Creating a space for civil society voices to be heard
Date : 
Wednesday, 29 February, 2012

 

Promoting reconciliation in LiberiaOn Saturday 4th February 2012, International Alert’s Liberia team convened a group of local partners and other civil society leaders in Monrovia at the invitation of the UN Bureau for Crisis Prevention and Recovery (BCPR) team visiting from New York. The BCPR team were in Liberia at the behest of Nobel Peace Prize Winner Laymah Gbowee who has been tasked by President Ellen Johnson Sirleaf to reinvigorate the national reconciliation process through the newly established Liberian Reconciliation Initiative (LRI).

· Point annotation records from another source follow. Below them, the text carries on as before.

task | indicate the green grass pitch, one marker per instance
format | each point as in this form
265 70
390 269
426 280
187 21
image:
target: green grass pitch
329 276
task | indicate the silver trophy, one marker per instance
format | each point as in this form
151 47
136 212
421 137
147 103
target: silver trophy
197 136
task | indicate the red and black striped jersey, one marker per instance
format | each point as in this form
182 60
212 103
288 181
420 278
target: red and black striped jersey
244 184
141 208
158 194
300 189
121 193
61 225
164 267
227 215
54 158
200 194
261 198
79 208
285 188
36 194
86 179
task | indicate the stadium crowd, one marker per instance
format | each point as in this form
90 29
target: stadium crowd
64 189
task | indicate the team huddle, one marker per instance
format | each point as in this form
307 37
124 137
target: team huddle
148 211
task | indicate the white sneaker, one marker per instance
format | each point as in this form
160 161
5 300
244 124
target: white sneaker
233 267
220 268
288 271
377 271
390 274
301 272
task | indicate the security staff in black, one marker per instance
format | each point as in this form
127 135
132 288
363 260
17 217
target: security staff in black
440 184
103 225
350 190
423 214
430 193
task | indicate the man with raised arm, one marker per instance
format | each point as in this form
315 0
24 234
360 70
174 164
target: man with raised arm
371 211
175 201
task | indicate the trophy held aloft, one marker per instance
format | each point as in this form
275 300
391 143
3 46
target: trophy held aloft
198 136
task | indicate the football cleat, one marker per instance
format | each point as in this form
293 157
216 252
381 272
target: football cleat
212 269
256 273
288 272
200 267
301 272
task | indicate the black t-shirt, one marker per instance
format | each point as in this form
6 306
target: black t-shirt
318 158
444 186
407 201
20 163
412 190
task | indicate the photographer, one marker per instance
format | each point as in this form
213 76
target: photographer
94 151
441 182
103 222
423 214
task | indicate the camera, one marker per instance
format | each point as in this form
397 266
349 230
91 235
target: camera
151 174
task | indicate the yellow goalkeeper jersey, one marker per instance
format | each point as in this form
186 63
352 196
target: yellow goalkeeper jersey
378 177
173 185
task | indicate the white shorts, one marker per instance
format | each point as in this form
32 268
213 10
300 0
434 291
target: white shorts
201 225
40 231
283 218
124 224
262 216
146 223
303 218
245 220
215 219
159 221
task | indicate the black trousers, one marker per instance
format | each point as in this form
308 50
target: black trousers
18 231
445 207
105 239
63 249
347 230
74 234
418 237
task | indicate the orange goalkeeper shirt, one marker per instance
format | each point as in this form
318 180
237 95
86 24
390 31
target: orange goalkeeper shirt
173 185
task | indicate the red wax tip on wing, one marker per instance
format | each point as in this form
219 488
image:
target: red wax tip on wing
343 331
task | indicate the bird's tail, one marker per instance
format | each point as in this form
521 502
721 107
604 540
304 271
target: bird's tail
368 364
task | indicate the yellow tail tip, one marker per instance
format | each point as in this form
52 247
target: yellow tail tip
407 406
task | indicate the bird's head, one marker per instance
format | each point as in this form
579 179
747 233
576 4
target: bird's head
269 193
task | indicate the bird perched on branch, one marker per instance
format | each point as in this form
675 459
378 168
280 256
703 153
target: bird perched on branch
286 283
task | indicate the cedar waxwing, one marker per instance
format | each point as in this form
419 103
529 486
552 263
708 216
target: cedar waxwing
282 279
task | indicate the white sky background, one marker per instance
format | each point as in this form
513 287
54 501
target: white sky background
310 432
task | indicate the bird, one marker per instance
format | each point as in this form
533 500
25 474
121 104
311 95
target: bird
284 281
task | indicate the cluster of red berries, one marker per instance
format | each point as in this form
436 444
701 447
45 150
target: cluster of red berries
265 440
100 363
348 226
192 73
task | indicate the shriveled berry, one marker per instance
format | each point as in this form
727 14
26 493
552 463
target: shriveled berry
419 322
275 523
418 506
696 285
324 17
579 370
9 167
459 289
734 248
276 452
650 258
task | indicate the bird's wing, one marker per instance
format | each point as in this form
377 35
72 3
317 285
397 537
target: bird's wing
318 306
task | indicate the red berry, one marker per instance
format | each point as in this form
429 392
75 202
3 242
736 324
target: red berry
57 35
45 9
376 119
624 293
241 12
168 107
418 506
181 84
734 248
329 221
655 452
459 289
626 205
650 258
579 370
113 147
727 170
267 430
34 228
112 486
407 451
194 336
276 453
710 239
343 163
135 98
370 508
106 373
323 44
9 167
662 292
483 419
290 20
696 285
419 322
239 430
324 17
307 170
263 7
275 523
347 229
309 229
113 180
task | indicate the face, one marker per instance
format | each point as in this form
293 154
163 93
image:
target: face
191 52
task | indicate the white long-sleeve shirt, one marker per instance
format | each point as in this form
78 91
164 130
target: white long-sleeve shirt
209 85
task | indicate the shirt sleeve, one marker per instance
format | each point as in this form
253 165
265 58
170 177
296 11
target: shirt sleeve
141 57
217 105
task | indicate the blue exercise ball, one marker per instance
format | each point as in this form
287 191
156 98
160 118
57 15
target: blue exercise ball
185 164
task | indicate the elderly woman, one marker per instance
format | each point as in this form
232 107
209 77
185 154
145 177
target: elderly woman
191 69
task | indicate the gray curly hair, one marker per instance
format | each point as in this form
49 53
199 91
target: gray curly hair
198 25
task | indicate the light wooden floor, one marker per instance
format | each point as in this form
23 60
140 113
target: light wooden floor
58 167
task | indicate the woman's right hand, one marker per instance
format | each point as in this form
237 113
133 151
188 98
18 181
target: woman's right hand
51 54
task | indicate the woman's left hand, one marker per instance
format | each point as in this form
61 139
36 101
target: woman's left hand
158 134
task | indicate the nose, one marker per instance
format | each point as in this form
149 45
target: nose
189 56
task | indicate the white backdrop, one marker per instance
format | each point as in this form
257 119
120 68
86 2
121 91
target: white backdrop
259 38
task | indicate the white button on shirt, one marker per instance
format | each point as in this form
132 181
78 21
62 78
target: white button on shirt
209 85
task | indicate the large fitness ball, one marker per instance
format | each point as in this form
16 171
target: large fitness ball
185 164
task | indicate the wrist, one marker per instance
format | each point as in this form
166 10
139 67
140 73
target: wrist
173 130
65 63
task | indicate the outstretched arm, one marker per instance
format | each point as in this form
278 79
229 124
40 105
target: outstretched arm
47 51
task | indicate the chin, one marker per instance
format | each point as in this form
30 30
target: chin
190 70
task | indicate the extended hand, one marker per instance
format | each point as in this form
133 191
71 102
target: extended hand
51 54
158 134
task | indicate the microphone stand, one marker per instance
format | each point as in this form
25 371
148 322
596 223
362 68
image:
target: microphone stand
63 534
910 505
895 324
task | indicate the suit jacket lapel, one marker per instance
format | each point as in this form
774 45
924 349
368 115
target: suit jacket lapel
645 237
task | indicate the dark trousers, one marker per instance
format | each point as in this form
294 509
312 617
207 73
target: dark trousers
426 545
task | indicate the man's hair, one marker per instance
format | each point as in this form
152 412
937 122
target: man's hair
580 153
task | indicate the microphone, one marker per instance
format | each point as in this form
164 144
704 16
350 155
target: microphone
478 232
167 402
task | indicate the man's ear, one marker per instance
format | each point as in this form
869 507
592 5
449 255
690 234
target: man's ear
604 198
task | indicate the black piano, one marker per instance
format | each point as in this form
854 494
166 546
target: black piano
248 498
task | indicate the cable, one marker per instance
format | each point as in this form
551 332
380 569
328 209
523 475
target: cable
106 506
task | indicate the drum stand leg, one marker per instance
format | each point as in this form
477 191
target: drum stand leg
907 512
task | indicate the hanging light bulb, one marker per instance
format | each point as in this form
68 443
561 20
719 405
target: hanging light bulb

Ms Gbowee had invited the UN team to provide some reflections and advice on how her new LRI could move forward, in coordination with other instruments and initiatives already underway.

During the meeting between the UN team and civil society, which was facilitated by Alert’s Liberia Country Manager Jackson Speare, the UN BCPR team briefed the civil society group on their findings and recommendations, and challenged them to come up with innovative ways in which they can begin to drive the process of national reconciliation forward. They stressed the relevance of civil society organisations (CSOs) in these national processes, and the CSO representatives in return laid out what their challenges were regarding their participation. They stressed how fragile CSO coordination was in Liberia, and how at times this can undermine their efforts to engage and make meaningful contributions to these national processes. Participants commended Alert for launching an initiative aimed at strengthening CSO coordination, their representativeness and ensuring their voice is heard in the national reconciliation process.

After the meeting, the UN team discussed their impressions with Ms Gbowee, who then asked Alert to convene a meeting for her to engage with the civil society network. During this important discussion, Ms Gbowee stressed that she needed the CSOs to raise their voices on the challenges faced and to start some initiatives around reconciliation. She pledged her commitment to working with the platform and asked for another coordination meeting to be held for CSOs to develop their action plan and to focus on advocacy and media outreach concerning national reconciliation priorities. Finally, she asked that Alert continues to convene the meetings and requested a much closer collaboration with the CSOs through this platform. 

Alert will be taking this advice on board as it deepens its engagement with civil society organisations, working towards its overarching goal of promoting meaningful national reconciliation in Liberia, including through connecting civil society’s voices with relevant processes and developments,  following up on the Truth and Reconciliation Commission Report and the work of the Liberian Reconciliation Initiative, as well as understanding risks associated with UNMIL’s withdrawal from Liberia scheduled for 2013, and the conflict risks and peacebuilding opportunities represented by the government’s plans for decentralisation.